A former editor of Science and Nature, Lindley (Uncertainty: Einstein, Heisenberg, Bohr, and the Struggle for the Soul of Science, 2007, etc.) expressed unhappiness with his profession in The End of Physics (1993). Since then, matters have changed without actually improving, so he returns to the attack. He maintains that today’s theoreticians have reverted to a pre-modern way of thinking that harks back to the ancient Greeks, who are regarded, incorrectly, as the founders of modern science. Led by Plato, they belittled observation because human senses are imperfect. Greek thinkers believed that true knowledge required reason and logic.
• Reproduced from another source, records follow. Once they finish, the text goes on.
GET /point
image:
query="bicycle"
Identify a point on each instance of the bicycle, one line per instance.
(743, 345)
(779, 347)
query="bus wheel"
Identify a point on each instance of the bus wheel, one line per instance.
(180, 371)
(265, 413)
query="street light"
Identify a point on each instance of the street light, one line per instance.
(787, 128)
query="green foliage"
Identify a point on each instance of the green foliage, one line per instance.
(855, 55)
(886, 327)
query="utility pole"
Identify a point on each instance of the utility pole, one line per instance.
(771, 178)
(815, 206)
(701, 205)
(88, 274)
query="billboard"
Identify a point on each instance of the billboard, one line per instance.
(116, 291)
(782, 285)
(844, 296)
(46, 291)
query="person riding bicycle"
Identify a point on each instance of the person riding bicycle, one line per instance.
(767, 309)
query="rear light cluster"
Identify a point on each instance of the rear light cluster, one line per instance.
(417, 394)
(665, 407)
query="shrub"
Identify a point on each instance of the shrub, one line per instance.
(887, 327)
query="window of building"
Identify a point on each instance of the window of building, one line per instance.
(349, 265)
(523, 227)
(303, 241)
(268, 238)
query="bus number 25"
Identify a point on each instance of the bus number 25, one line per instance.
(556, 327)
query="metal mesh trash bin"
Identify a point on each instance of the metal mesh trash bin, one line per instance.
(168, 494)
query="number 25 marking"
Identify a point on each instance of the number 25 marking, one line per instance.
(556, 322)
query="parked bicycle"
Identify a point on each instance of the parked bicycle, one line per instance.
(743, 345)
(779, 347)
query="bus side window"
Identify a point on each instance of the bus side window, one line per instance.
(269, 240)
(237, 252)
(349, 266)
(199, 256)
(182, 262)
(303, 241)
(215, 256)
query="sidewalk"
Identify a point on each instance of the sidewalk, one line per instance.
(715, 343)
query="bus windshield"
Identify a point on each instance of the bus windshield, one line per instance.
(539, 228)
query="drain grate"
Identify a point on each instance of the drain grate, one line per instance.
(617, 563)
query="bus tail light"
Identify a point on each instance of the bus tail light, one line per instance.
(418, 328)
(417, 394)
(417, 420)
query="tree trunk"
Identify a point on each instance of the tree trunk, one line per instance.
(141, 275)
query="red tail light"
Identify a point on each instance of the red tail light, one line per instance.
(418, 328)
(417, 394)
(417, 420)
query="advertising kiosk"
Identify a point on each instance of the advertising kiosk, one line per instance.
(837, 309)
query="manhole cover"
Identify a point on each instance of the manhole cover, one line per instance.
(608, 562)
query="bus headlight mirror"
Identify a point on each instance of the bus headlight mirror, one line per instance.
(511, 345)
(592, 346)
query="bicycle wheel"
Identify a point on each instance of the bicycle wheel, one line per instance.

They also had a profound respect for mathematics, which they did not consider a useful tool but a source of deep insights. “Fundamental physics has [become] a version of philosophy…one that shares with other areas of philosophical inquiry an endless capacity to ask deep questions and an impressive inability ever to answer them.” Lindley makes his case through a fine capsule history of physical science with an emphasis on Galileo, in the opinion of many the first modern scientist. Galileo looked around, wondered about phenomena (do heavy things fall faster than light things?), performed experiments, and calculated. He produced groundbreaking discoveries, as did his followers, from Newton to Maxwell to Einstein to the founders of quantum mechanics. Lindley believes that physics peaked in the 1970s with the development of the standard model, an excellent if imperfect explanation of fundamental particles and forces. Since then, he adds, researchers have attacked still unexplained problems (dark matter, dark energy) with complex mathematics-based systems (supersymmetry, string theory), some of whose predictions are untestable. He joins a minority of colleagues who complain that a 30-year obsession with pure mathematics has reached a dead end, although the physics establishment remains convinced that deep insights are just around the corner. This scientific polemic deserves mention alongside Sabine Hossenfelder’s Lost in Math (2018).

A delightful addition to a widespread, ongoing scientific debate.